My final words would be that whatever you do, make sure you have enough storage planned in your final configuration such that you shouldn’t need any more for a while. Your next investment should be in building some sort of system that would act as a backup for your data. If your data is important to you in any way, it is better to have two copies of your data in two separate systems than building more redundancy in your main system. If your SAS controller goes crazy, or your motherboard shits the bed, or your power supply fries your system and kills drives, you will be out money but you will NOT be out data. No amount of drive parity or redundancy can save you from an epic failure. Only a backup system can.

A backup system will also give you a place to pivot off of if you want to upgrade your main system. As an example you could yank all of the drives out of your main system, sell them, buy new drives, install them and then copy your data back.

3 Likes

For ashift, correct, set it to 12 for hdds, and 13 for sdds, unless you have intelligently benchmarked something for a particular workload and have a compelling reason to choose something else. Setting ashift too low is much worse performance wise than setting too high. Ashift also can’t be changed without destroying the pool, and even if you truly had a 512 sector device, you are unlikely to buy more in the future.

For reference, for most of my ZoL datasets, I have the following set, with the intention of just using them as storage with rare changes.

zfs set acltype=posixacl compression=lz4 xattr=sa atime=off relatime=off recordsize=4M aclinherit=passthrough dnodesize=auto exec=off your_pool/your_dataset

I address how to change the max recordsize here.

If you use large recordsizes, you ALWAYS want compression, even on incompressible (like video) data. If you had no compression, set recordsize to 1M, but had a slightly larger than 1M file, it would take up 2M. While single blocks are variable in size, data that needs multiple blocks requires all the blocks to be the same size. However, compression allows that last partially filled block to have the zeros compressed and no take up ridiculous amounts of space.
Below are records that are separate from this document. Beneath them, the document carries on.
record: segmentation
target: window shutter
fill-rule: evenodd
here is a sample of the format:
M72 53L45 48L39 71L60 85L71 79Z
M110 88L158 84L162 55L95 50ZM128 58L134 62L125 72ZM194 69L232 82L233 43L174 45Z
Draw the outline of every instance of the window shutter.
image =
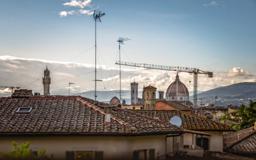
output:
M139 160L139 151L133 151L133 160Z
M149 160L155 160L155 149L149 149Z
M66 160L75 160L75 151L66 151Z
M103 160L103 151L95 151L95 159Z

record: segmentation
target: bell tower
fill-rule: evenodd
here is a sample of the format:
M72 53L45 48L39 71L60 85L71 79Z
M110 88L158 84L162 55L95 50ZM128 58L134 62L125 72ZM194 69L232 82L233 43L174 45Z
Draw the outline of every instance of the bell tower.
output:
M131 105L138 103L138 83L131 83Z
M46 69L44 71L44 76L43 77L43 95L50 95L50 71L48 70L47 66L46 66Z

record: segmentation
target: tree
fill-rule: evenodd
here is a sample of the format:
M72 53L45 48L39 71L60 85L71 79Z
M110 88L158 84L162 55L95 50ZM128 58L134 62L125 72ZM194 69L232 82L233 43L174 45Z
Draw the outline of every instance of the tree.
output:
M20 145L17 145L17 143L13 141L11 145L13 147L13 151L7 153L1 153L3 156L1 159L8 160L25 160L25 159L49 159L45 155L46 149L44 148L39 149L38 151L38 156L36 156L31 149L29 150L30 143L26 142L25 144L23 143Z
M248 107L241 105L237 111L237 117L241 121L237 125L237 129L251 127L256 121L256 102L251 103Z

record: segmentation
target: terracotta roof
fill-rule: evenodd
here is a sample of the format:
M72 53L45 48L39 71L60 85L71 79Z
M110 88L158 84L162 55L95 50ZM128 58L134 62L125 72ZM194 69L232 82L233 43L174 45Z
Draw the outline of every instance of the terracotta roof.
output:
M253 159L243 157L219 151L205 151L203 157L195 156L177 156L175 159L179 160L253 160Z
M256 131L254 131L247 137L241 139L229 147L224 148L224 151L234 153L256 154Z
M228 108L224 107L200 107L198 110L227 110Z
M254 130L254 126L253 126L251 127L238 131L236 132L227 133L223 136L223 147L228 148L231 145L239 142L240 141L244 139L245 138L247 137L255 132L255 131ZM238 139L238 136L239 137L239 139Z
M15 89L14 93L11 95L13 98L28 98L32 96L32 90L27 89Z
M105 125L107 104L80 96L31 96L0 98L0 134L163 134L182 133L182 129L124 109L113 108ZM17 113L19 107L32 107Z
M159 101L158 102L162 102L164 103L171 107L173 107L175 109L179 110L179 111L192 111L193 109L189 108L179 102L177 101Z
M157 117L159 120L167 123L169 123L171 118L173 116L179 116L182 120L181 127L185 129L194 131L235 131L225 124L215 122L178 110L132 110L132 111L151 118Z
You can consider Ashift as a minimum block size, and recordsize as a maximum block size.

1 Like

I’m just curious, why do you say that?

Thanks for your responses.
I think I’ll stick with mirrors for now.

@NicKF - In terms of a backup - I have my old PC (was my main rig for about 7 years - Core-i7 3820 4-core/8thread, 32GB RAM) which I plan to use as an Unraid box for backups. If I was going to run VMS it would be on this box.

Where @Log says always enable compression for large record sizes, I assume it’s because for large record sizes (e.g. 1M), if you wite a small (200kB) file, it will take up 1MB on the disk. If you have lots of small files, the wasted space adds up. Enabling compression reclaims that space back. Is that correct?

@Donk - The FreeNAS box will be used primarily as storing photos and videos for editing. Speed it not a massive issue, although as mentioned I did put a 10Gbe card in it.

I also have 2 x Samsung 840 Pro 256GB SSDs from old systems. Is there anything useful I can do with those in this box? Or should those be saved for the Unraid box?

This topic was automatically closed 273 days after the last reply. New replies are no longer allowed.